In our meta-analysis, SUVmax from RGD PET/CT before CCRT may be able to predict short-term outcomes of treatment. In a study by Xiaohui Luan et al. addressing the ability of 18F-alfatide PET/CT to identify responders, the AUC of T/N in the lung (AUC=0.944) at baseline was higher than that of SUVmax, SUVpeak, T/N in the blood, and T/N in the muscle (AUC=0.815, 0.864, 0.889, and 0.901, respectively). In another study, SUVmax (AUC=0.737) before treatment and SUVmax (AUC=0.846), T/N (AUC=0.785) during treatment were also able to predict short-term outcomes, and SUVmax during treatment had superior predictive value compared to the volumetric parameters (AUC=0.786) of MRI. As a vital process in the growth and progression of tumors, reversal of angiogenesis may occur earlier than tumor cell death; however, FDG PET cannot detect it earlier. These findings may explain why RGDPET/CT can predict tumor treatment response [28, 45, 46], though neither Nadia Withofs et al. nor Xiaohui Luan et al. were able to identify responders using 18F-FDG PET/CT [27, 35, 46].

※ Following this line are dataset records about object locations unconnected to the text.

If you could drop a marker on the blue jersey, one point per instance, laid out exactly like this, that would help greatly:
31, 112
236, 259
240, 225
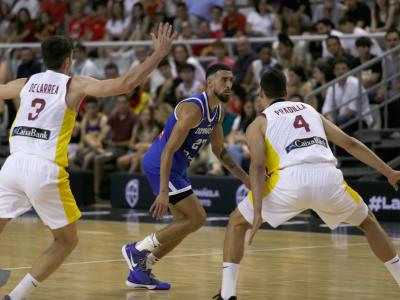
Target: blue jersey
195, 139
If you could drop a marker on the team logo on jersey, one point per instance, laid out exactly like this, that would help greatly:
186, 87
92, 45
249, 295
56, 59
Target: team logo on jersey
132, 192
302, 143
36, 133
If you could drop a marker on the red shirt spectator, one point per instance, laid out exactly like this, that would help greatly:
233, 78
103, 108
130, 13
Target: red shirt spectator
234, 22
57, 10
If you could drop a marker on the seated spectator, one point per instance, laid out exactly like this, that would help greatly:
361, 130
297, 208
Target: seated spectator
181, 56
347, 26
96, 28
182, 15
329, 9
343, 104
358, 12
298, 83
44, 27
259, 66
119, 125
77, 23
189, 85
24, 29
166, 91
93, 134
143, 134
57, 11
82, 65
107, 104
30, 65
216, 26
244, 60
372, 75
385, 15
219, 50
234, 23
392, 65
236, 140
263, 21
336, 50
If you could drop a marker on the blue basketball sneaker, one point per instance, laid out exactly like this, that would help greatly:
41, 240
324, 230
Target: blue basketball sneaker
135, 259
145, 279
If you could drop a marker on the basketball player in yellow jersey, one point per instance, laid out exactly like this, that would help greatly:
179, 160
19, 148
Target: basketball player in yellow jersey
290, 140
34, 174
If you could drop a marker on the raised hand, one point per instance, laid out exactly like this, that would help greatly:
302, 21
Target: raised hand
163, 38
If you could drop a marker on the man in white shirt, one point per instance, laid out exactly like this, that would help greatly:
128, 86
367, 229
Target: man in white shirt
342, 103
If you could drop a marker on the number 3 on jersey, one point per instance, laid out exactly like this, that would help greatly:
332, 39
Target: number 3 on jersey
39, 105
299, 122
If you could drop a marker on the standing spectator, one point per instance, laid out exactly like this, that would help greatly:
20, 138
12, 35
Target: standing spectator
57, 10
29, 64
219, 50
77, 23
96, 28
385, 15
245, 57
329, 9
45, 27
259, 66
143, 134
31, 5
234, 22
344, 104
358, 12
93, 134
182, 15
264, 21
348, 26
181, 56
107, 104
82, 65
373, 74
189, 85
120, 125
201, 9
216, 26
24, 29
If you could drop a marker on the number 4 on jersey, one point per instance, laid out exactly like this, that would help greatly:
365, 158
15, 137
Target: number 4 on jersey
299, 122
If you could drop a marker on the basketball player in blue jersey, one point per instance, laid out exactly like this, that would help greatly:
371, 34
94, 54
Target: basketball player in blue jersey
194, 121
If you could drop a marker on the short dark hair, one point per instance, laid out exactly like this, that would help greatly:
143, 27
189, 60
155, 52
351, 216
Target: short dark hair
215, 68
55, 50
273, 83
186, 67
341, 60
363, 42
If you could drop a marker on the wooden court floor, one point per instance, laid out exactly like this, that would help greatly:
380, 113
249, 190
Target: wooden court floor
281, 265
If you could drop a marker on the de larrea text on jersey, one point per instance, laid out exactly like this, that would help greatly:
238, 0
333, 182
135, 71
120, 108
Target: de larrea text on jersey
43, 88
290, 109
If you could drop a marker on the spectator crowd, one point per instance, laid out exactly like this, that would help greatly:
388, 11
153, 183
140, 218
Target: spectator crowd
113, 133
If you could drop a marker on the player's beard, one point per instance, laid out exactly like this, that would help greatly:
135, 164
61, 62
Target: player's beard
222, 96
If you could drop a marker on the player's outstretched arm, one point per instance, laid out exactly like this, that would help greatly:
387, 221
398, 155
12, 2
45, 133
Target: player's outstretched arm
218, 148
255, 139
359, 151
12, 89
82, 86
189, 115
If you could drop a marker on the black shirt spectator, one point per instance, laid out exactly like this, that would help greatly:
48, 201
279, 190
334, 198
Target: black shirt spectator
29, 64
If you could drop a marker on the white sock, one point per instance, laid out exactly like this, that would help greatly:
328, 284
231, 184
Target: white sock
229, 279
149, 243
151, 261
393, 266
24, 287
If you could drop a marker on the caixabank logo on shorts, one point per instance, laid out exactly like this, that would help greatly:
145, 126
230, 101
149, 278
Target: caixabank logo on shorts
36, 133
302, 143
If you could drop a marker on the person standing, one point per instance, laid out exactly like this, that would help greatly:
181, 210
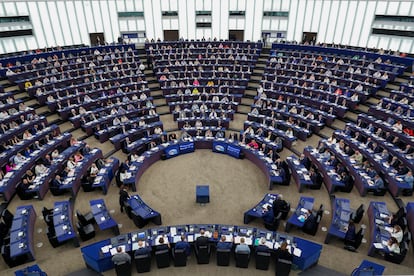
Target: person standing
123, 197
121, 257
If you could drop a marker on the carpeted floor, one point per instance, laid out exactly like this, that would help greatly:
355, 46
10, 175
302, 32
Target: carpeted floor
169, 187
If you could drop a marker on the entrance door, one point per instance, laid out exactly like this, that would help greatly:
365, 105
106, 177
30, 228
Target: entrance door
97, 39
171, 35
236, 35
309, 37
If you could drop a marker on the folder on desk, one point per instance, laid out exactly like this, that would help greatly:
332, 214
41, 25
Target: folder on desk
297, 252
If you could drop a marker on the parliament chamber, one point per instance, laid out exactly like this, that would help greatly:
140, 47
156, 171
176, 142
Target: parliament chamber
268, 146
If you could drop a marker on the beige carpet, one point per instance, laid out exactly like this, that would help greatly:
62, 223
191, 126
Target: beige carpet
169, 187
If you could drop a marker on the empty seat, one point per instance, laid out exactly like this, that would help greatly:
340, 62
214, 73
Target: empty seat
242, 259
143, 262
223, 257
262, 260
86, 232
123, 269
203, 254
163, 258
180, 257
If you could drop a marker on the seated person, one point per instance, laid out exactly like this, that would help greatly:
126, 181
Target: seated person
224, 244
397, 233
350, 233
393, 245
279, 205
172, 137
202, 239
262, 247
409, 179
143, 249
378, 182
183, 244
92, 173
268, 216
185, 136
242, 247
253, 144
57, 181
40, 169
121, 257
163, 244
78, 157
357, 156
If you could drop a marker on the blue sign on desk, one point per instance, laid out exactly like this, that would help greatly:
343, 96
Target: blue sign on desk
172, 151
233, 151
219, 147
186, 147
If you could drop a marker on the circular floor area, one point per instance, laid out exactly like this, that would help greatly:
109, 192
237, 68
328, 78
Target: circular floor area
235, 186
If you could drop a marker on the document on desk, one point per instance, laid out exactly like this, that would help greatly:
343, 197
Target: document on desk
114, 250
378, 245
297, 252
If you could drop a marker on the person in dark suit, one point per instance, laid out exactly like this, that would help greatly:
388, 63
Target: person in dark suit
162, 244
123, 196
279, 205
143, 249
283, 256
262, 247
268, 216
56, 182
202, 239
183, 244
350, 233
224, 244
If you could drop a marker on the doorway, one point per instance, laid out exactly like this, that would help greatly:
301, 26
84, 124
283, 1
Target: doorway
97, 39
171, 35
309, 37
236, 35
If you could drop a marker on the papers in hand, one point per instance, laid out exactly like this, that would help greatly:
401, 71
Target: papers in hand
378, 245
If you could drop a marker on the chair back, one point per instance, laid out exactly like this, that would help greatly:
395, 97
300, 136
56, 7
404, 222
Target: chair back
223, 257
163, 258
143, 262
242, 259
203, 254
123, 269
180, 257
262, 260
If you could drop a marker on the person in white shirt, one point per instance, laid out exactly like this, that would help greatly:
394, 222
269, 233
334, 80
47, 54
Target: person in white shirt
40, 169
158, 130
19, 158
398, 126
393, 245
289, 132
397, 233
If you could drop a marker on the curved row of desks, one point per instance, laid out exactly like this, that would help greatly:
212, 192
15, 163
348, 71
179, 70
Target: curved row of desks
98, 256
225, 146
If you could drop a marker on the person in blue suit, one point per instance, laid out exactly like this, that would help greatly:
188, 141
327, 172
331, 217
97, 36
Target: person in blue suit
183, 244
268, 216
409, 179
262, 247
143, 249
224, 244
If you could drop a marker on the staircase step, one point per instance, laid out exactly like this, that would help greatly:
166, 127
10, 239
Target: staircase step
160, 102
155, 93
11, 88
66, 127
247, 101
164, 109
168, 122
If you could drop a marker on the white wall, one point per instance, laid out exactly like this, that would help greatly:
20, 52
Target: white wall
65, 22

In mouse experiments, tumors with medium and high uptake of 99m-Tc-3P-RGD2 SPECT/CT before treatment responded well, with a greater degree of tumor response compared to tumors with low uptake levels [47]. In a pilot study with only four patients treated with bevacizumab-containing drugs (one patient with disease progression, one with a partial clinical response, and two with complete response), the patients exhibited different degrees of SUVmean decreases using 18F-FPPRGD2 PET/CT (1.6%, 7.9%, 25.2%, and 25.0%, respectively) [48]. In a study by Andrei Iagaru, patients with a 59.8% decrease in 18F-FPPRGD2 uptake had no recurrent GBM, whereas patients with a 4.8% decrease had recurrent disease [19]. RGD PET/CT may have potential for early prediction of the response to antiangiogenesis therapy, though these preliminary findings should be confirmed in larger studies.

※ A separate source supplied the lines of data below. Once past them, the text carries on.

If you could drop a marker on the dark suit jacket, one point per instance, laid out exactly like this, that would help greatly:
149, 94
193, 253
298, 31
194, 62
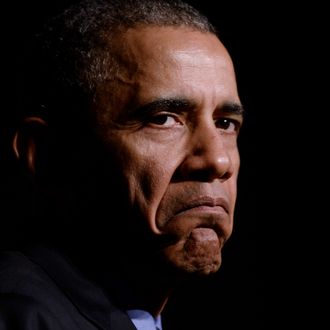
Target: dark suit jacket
41, 290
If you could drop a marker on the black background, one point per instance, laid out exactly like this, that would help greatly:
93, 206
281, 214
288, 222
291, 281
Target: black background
267, 279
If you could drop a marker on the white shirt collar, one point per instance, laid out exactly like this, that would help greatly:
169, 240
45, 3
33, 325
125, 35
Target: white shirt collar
143, 320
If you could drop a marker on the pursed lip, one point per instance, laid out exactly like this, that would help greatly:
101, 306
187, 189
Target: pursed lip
206, 201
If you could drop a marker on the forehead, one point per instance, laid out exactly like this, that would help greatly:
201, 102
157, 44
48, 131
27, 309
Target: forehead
169, 62
153, 45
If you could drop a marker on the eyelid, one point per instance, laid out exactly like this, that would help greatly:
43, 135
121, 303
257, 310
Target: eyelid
175, 117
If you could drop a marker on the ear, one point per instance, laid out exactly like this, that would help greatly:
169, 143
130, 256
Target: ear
27, 141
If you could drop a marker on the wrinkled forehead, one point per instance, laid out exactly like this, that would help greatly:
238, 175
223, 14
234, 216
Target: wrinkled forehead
145, 45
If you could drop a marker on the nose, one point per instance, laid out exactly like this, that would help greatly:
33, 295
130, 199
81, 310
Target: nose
209, 157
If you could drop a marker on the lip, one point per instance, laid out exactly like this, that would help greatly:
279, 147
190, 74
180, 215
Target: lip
205, 203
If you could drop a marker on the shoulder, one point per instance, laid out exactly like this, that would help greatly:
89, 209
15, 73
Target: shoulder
30, 299
25, 313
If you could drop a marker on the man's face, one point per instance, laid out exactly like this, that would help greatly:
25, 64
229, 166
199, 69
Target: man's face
173, 114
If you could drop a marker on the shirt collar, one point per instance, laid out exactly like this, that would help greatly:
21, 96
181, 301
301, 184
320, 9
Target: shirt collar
143, 320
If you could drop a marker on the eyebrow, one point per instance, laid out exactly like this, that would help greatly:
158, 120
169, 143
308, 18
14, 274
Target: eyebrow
166, 104
182, 104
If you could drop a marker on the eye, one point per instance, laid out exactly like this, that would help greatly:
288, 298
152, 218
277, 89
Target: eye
164, 120
227, 124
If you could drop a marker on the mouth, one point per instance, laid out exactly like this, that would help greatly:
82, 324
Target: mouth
201, 212
205, 204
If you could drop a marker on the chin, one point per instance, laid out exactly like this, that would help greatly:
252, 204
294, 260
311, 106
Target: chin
199, 260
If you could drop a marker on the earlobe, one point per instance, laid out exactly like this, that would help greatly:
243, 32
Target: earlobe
27, 139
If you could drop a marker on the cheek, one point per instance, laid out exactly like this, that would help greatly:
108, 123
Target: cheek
148, 180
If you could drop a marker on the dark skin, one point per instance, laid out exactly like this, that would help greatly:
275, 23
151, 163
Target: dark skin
170, 120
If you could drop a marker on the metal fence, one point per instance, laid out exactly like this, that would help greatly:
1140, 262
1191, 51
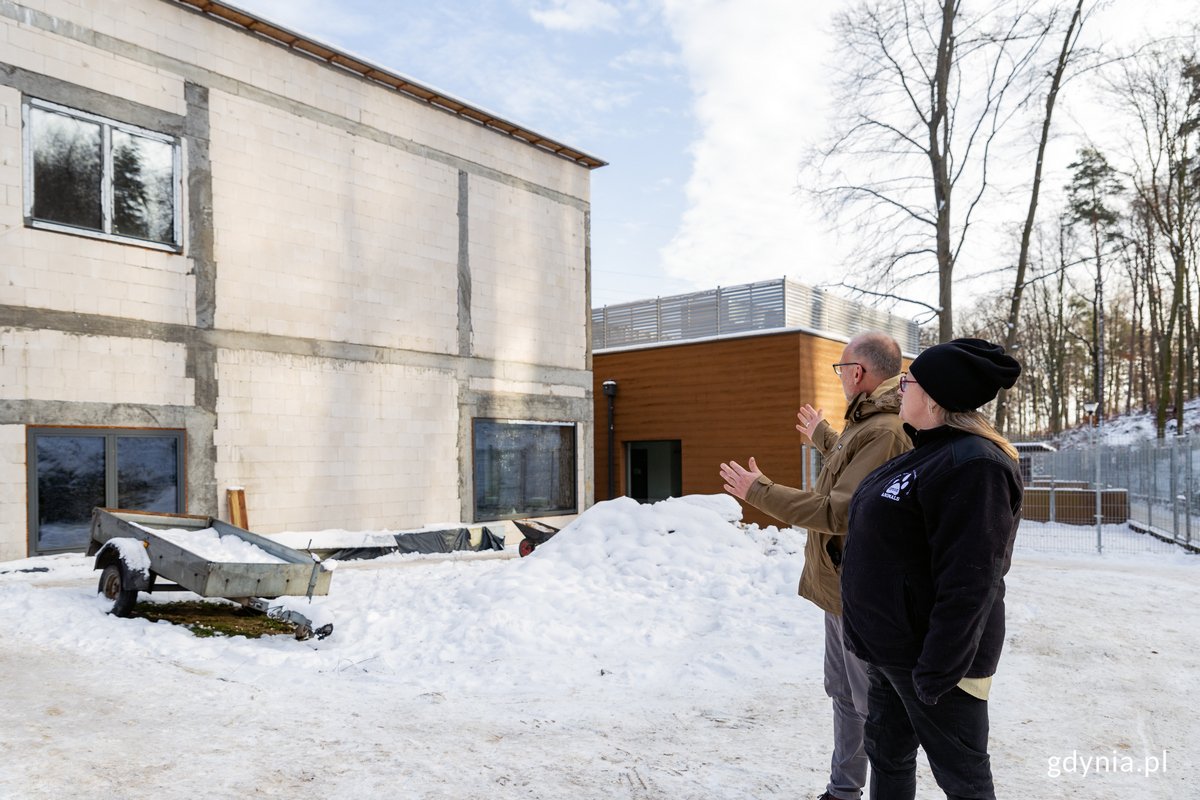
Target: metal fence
1133, 498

There are limitations in this meta-analysis. First, expression of αvβ3 varies in different types of tumors, which may affect the capability of RGD PET diagnostic and prediction. Second, the receptor binding affinity and receptor-binding kinetics of different radiotracers vary, which may also affect results. These limitations are all due to the limited number of studies. Therefore, more research with large sample sizes is urgently needed.

5. Conclusion

The interesting but preliminary data of this meta-analysis demonstrate that RGD PET/CT may be an ideal diagnostic method for detecting underlying malignancies in patients suspected of having tumors and may be able to predict short-term treatment outcomes. It is necessary to conduct large-scale clinical trials for RGD PET/CT to further study its diagnostic ability and predictive value for short-term outcomes.

Acknowledgments

This article is supported by the National Natural Science Foundation of China (81472812, 81472810) and the Science and Technology Development Plans of Shandong Province (2014GSF118138) and General Program of Shandong Medicine and Technology Development Plan (2014WS0058).

Contributor Information

Xue Meng, Email: mengxue5409@126.com.

Jinming Yu, Email: sdyujinming@163.com.

Ethical Approval

All procedures performed in studies involving human participants were in accordance with the ethical standards of the institutional and/or national research committee and with the 1964 Helsinki declaration and its later amendments or comparable ethical standards.

Consent

Informed consent does not apply as this is a review manuscript.

Conflicts of Interest

The authors declare no conflicts of interest.